Liberal perfectionists seem to think you get there by tweaking society’s nobs. Fine tuning.
I would have thought Rousseau’s romanticism was the antithesis of liberalism.
All I can say is read The Morality of Freedom, Adrien. I have spent two and half terms at Oxford trying to knock holes in Raz, and only now am I finally getting anywhere, and only in certain places.
He’s not contradictory at all, that’s the thing. I wanted to believe that he was, but the more I’ve read of his stuff, the more I’ve come to realise that defeating his arguments is going to take a sustained intellectual effort - in part because he is so careful about where he positions himself, and in part because he is a very kind and humane man in the best liberal tradition. This illuminates his best writing.
But I can see why Fortuyn and friends would be quoting him all over the place, too.
Thanks Skeptic I’ll take a look when I’ve got a chance.

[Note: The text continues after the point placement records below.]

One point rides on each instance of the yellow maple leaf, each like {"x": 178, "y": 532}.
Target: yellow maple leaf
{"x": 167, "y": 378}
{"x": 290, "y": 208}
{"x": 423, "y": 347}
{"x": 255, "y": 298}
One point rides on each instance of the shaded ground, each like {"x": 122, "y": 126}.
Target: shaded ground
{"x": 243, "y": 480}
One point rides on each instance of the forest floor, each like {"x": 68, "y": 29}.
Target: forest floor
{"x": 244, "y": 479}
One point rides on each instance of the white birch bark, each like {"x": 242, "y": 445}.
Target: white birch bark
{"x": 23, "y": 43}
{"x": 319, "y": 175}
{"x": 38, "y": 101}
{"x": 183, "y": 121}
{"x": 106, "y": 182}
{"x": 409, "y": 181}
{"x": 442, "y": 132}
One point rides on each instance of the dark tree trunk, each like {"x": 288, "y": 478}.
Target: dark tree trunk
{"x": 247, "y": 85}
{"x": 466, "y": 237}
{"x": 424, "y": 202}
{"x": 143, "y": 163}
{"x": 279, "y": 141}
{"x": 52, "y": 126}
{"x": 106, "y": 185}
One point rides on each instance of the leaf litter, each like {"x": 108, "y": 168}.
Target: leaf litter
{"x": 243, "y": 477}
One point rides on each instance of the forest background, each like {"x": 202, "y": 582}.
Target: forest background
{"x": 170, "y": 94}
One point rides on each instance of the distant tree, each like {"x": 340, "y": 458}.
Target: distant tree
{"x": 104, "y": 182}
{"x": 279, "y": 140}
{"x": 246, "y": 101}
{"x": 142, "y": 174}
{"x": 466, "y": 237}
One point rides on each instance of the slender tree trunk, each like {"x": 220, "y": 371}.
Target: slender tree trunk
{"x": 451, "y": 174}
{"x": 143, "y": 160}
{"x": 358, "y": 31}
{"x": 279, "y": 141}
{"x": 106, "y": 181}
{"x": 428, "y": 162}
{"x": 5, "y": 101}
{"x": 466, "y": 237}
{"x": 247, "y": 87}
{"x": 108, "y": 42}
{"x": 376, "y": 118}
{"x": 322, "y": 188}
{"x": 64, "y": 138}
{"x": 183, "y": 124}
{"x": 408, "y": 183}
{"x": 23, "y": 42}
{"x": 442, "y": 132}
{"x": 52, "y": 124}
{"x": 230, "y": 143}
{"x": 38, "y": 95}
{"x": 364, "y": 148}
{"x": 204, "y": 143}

I don’t think Rousseau is counterthetical to liberalism at all John. The Romantic/Enlightenment dichotomy is not the same thing as political dichotomies. There are classical (Enlightenment, reason-based) liberals and classical autocrats. There are Romantic autocrats and Romantic democrats. And after a certain point in the 19th century we’re all both classical and Romantic at the same time.
But Rousseau’s view of society as a contract is compatible with liberalism. Many liberals however may take a more Hobbesian view of human nature.
Actually from what I’ve heard from you of Raz isn’t one of things using govt policy to ‘liberate’ citizens living in oppressive social contexts like traditional Islamic families?
If so it’s not contradictory exactly.
Evil Society = Traditional Context
And then he’s advocating the use of the State to dissolve or limit the ‘Evil Society’. This is where it seems to become contradictory because what gives the State the right to decide that this is the evil society and therefore actively enforce some sort of disassociation as opposed to enforcing the law which enshrines the rights of those within the ‘Evil Society’ to associate as they please.
Sounds a little like Escher jurisprudence to me. Have fun.
Now that, I’m keeping. It may even score a guernsey in my essay. V. nice.
Now, off to do more work
Your most welcome Skeptic.
“The Dutch - to greater or lesser degrees - pull out the perfectionist sledgehammer and say ‘you will fit in, or else’.”
Deru kugi wa utareru.
‘The nail that sticks up gets hammered down flat’, for those without Japanese. Took a while to read in romajii, but once I said it out loud…
You speak Japanese, SL?
Used to speak Japanese, Tillman. I did Shotokan Karate for many years and trained in Japan for a few months. I haven’t used it since 2000, really.